6. Assembly/ operating manual has only 8 pages and is printed out with a normal laser printer; the rest “is on a page”, on which all of the necessary information is missing – it was very popular one – two years ago but the situation is changing. Nevertheless, before you buy a 3D printer, try to learn something about the manual (it should be available on producer’s/distributor’s webside).
7. The first printout doesn’t stick to the bed. The next ones neither. Than you discover that you have to put a glue, a hairspray or a solution of ABS and acetone (where can I find ABS, if in the kit there’s only PLA roll?) – it’s usual. Twórcy Creators of 3D printers, who grew up on so-called RepRaps, think that this phenomenon is something obvious and recommend to read about “usually applied methods”. For a new user this kinf of problems it’s an absolute novelty and finding a good solution takes them plenty of time… Of course it doesn’t concern devices equiped with proper beds (Up!, Zortrax) or companies which ensure suggested solutions (f.e. Zmorph adds BuildTak sheets with its own label).

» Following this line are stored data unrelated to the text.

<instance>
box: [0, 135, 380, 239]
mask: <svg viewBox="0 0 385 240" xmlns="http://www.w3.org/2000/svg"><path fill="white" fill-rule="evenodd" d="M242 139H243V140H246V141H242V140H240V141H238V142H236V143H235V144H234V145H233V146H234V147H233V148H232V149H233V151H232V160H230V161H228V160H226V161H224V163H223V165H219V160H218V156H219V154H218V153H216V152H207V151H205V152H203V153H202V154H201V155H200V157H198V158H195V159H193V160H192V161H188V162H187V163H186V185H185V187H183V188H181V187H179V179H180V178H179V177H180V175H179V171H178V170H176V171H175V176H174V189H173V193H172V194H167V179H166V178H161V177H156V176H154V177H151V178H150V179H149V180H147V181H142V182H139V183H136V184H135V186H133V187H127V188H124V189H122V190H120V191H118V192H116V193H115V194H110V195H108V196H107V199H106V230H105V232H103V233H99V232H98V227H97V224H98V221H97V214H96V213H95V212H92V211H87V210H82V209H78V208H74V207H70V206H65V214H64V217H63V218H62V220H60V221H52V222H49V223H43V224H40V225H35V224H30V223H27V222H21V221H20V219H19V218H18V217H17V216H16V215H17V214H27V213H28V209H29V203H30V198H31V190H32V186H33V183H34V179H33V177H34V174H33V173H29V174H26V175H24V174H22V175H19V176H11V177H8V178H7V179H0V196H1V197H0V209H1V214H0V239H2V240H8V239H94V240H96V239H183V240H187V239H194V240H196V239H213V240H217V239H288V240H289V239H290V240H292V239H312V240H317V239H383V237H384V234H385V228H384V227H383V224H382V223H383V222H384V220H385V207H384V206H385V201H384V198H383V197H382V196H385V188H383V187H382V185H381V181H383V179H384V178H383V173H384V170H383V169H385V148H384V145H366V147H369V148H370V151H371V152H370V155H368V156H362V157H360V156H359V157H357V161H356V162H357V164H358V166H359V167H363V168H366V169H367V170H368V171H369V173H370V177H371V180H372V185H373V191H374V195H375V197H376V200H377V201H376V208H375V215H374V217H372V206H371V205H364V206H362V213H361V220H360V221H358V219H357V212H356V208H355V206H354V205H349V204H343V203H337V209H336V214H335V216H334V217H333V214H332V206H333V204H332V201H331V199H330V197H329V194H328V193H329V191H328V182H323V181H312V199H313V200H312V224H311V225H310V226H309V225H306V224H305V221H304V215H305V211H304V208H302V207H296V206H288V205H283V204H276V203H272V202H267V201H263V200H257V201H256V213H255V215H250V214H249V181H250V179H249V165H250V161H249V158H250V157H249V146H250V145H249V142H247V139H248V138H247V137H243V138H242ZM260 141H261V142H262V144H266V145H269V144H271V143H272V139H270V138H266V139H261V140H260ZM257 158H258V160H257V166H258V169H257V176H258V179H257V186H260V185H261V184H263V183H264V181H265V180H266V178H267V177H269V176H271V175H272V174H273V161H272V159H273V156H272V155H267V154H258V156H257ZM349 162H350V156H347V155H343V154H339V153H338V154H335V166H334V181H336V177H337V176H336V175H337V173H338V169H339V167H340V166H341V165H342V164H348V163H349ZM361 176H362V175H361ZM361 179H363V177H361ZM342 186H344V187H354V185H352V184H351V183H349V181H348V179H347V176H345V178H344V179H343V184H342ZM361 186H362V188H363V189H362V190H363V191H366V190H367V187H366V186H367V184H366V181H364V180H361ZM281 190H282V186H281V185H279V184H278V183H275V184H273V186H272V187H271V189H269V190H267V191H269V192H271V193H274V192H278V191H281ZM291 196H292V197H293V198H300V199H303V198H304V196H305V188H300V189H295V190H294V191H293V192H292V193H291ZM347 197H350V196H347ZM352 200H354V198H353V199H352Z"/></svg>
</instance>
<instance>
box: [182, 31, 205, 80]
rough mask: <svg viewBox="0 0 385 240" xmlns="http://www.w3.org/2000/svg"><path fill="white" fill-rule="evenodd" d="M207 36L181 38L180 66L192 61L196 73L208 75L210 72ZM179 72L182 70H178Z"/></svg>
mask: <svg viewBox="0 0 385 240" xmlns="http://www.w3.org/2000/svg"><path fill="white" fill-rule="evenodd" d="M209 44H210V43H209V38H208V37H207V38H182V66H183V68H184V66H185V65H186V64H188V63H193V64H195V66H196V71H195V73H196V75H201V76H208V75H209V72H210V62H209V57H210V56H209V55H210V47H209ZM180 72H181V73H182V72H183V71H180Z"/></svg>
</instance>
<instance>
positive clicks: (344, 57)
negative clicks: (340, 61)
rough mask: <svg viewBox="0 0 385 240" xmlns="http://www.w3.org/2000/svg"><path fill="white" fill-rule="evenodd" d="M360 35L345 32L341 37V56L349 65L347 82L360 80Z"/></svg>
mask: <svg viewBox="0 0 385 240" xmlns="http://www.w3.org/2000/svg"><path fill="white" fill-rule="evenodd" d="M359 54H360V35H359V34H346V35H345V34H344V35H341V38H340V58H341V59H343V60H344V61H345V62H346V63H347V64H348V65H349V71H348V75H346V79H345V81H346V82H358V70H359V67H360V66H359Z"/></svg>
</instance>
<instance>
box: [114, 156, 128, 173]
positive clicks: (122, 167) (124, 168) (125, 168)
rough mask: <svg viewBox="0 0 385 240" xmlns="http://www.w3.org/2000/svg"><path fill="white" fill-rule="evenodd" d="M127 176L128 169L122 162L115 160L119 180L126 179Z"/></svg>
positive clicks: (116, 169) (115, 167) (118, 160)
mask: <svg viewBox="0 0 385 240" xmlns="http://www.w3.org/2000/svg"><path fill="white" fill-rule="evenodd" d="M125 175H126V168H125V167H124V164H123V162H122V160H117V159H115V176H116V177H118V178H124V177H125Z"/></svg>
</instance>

8. You discover that your printout doesn’t stick to the bed because the bed is uneven, bad-calibrated or one of the axes is ratcheted. People from helpdesk give you hints via e-mail or mobile how to do it yourself but you’re completly not familiar with it… – Well, it happens sometimes. Sometimes we can fix the problem, sometimes we have to send our 3D printer to service. Sometimes it’s just a constructional defect or we receive our money back, or we or the producer trys to bring our printer to life.
9. All of the printouts have a poor quality, you read good deal of of websites about 3D printing, you talked to the other owners of 3D printers and you discover that you’ve bought a bad device which has plenty of constructional defects… – You were tempted to buy an exceptionally cheap or you were defeated by a clever marketing action. Anyway, you threw your money away.
10. 3D printer doesn’t work. Helpdesk doesn’t answer. You have been negotiating a refund – It’s a extreme case but it happens, unfortunatelly.